I would acknowledge that some diversity initiatives aren’t perfect. It’s unclear whether implicit bias training actually reduces bigoted thinking. And there are reasonable questions about how identity should be addressed. I am not sure companies should have specific targets for the number of women and people of color they hire.
But the real problem with DEI is not that it goes too far but that it doesn’t go nearly far enough. Many DEI initiatives and the broader DEI push have in some ways distracted from more sweeping policy changes the country needs. Millions of Americans, including many White people, struggle to pay for child care and housing. Broad-based universal economic programs, such as Medicare-for-all, would help a huge swath of Americans but would disproportionately benefit people of color, who tend to have lower incomes. We need aggressive policies that are targeted at specific groups, from reforming civil rights laws to include protections for transgender Americans to integrating schools so that Black and Latino students can get the highest-quality education possible.
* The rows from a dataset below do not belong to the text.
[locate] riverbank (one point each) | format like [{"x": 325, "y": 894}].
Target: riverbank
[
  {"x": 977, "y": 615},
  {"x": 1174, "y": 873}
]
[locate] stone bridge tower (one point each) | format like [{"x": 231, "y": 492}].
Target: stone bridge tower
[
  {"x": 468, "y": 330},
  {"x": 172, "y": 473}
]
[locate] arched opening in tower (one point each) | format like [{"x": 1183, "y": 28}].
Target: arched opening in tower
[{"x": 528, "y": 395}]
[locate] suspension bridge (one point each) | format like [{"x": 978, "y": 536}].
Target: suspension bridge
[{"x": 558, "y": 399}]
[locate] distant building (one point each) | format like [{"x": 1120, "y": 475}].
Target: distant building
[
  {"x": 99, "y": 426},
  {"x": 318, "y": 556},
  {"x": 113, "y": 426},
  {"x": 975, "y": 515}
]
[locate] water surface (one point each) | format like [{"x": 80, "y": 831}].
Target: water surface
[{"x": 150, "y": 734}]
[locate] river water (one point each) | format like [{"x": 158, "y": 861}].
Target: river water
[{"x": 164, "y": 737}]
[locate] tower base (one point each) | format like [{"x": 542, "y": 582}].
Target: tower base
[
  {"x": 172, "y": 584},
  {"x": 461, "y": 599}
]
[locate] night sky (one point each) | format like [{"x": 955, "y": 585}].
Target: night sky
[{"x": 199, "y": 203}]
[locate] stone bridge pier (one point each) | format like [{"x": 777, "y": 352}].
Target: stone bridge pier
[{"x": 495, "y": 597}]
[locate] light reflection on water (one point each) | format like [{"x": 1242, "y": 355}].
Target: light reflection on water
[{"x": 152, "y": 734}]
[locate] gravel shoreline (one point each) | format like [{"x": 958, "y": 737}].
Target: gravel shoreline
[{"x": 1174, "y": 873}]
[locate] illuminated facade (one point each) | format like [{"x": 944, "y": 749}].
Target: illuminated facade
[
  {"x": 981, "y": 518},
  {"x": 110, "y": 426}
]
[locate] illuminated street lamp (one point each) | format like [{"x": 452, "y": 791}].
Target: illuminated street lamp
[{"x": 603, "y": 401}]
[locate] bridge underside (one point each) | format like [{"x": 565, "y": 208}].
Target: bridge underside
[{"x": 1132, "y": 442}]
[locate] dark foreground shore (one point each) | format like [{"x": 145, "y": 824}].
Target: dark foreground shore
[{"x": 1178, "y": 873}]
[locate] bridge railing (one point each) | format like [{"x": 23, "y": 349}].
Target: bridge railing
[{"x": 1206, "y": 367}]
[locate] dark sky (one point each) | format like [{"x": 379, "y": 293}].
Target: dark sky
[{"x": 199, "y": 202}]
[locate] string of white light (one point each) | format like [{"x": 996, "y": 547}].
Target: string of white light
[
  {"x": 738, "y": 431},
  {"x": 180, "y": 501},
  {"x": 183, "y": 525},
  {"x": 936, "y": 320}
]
Getting a few more women, people of color and LGBTQ+ people into corporate offices and elite universities — the focus of many DEI efforts — does not deeply address economic inequality or identity-based discrimination and inequality. And I worry that DEI at times allows a kind of fake justice as opposed to the real thing. Corporations that until recently were hiring a few more women and people of color for their corporate offices through diversity initiatives often provide very low pay and meager benefits for the much larger group of employees (including many women and minorities) who work in their stores and factories.
Many of these corporations also donate money to politicians who oppose more government funding for health care, child care and education — the kind of universal progressive policies that would benefit way more people (including those of color) than any corporate DEI program.
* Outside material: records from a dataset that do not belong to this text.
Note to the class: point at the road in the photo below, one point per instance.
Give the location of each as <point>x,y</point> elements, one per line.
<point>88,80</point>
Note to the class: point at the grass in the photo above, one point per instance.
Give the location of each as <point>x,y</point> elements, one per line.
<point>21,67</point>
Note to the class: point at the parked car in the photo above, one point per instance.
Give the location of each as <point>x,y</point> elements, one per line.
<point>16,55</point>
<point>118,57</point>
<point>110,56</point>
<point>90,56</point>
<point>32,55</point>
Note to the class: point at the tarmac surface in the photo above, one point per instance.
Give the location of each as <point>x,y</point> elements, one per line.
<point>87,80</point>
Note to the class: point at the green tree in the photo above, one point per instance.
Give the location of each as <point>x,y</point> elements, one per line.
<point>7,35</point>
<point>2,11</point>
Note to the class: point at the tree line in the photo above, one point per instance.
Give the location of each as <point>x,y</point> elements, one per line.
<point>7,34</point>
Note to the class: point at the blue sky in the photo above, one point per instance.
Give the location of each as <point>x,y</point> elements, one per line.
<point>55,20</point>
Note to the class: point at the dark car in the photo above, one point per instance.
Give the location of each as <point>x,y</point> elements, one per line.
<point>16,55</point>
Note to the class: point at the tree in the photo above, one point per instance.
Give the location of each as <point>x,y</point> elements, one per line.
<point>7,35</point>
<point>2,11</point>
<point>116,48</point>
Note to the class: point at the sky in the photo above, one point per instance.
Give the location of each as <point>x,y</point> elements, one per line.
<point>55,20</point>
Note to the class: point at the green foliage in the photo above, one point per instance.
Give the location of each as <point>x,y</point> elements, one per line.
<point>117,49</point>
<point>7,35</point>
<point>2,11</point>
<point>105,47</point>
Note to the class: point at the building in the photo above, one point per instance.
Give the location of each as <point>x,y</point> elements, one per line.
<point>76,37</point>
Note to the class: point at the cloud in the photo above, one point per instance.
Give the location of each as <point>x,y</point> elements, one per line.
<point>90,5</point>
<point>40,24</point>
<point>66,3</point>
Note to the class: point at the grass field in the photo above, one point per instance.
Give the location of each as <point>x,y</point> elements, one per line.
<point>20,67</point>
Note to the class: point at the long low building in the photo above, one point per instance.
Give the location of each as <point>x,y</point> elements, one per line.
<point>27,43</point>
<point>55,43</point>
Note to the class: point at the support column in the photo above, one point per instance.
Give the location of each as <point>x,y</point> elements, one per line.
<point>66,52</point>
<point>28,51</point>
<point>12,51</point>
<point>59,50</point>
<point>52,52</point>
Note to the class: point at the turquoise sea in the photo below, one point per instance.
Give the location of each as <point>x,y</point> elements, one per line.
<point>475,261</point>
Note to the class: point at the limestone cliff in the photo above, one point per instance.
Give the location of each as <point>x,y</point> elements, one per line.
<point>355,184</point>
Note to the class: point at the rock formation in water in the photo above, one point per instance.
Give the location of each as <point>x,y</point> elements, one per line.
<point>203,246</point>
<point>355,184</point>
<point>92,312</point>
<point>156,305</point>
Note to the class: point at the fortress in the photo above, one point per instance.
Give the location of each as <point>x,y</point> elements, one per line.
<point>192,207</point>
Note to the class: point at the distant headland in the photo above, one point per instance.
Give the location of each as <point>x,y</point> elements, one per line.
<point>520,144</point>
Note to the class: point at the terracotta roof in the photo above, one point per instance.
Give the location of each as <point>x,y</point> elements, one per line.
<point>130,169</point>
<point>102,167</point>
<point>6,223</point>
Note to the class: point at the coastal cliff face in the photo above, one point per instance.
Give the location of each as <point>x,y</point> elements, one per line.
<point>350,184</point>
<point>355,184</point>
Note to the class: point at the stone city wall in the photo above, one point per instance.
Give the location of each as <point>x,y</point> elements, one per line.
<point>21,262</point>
Universities that used affirmative action to increase their numbers of Black, Native American and Latino students — such as Harvard — have also kept in place practices that ensure a huge swath of their students come from very wealthy families (such as giving extra admission consideration to the children of alumni).
The Democratic Party doesn’t formally have a DEI program. But it takes a similar approach to that of big companies. The party is much more comfortable elevating a few people of color (Barack Obama, Kamala Harris, Hakeem Jeffries) than pushing for sweeping changes. It would have been much better if Rep. James E. Clyburn (D-South Carolina) had conditioned his 2020 endorsement of Joe Biden on Biden supporting some initiative that would have benefited millions of African Americans instead of demanding that Biden appoint a single Black woman to the U.S. Supreme Court.
Diversity, equity and inclusion was never the whole solution. But it was a small part of the changes we need to create a country where Black lives, lesbian lives, female lives and others are truly valued and respected. That DEI is dying as Trump is set to begin his second term isn’t an accident but part of the same story. America’s moral arc is not bending toward justice — and I don’t know when it will again."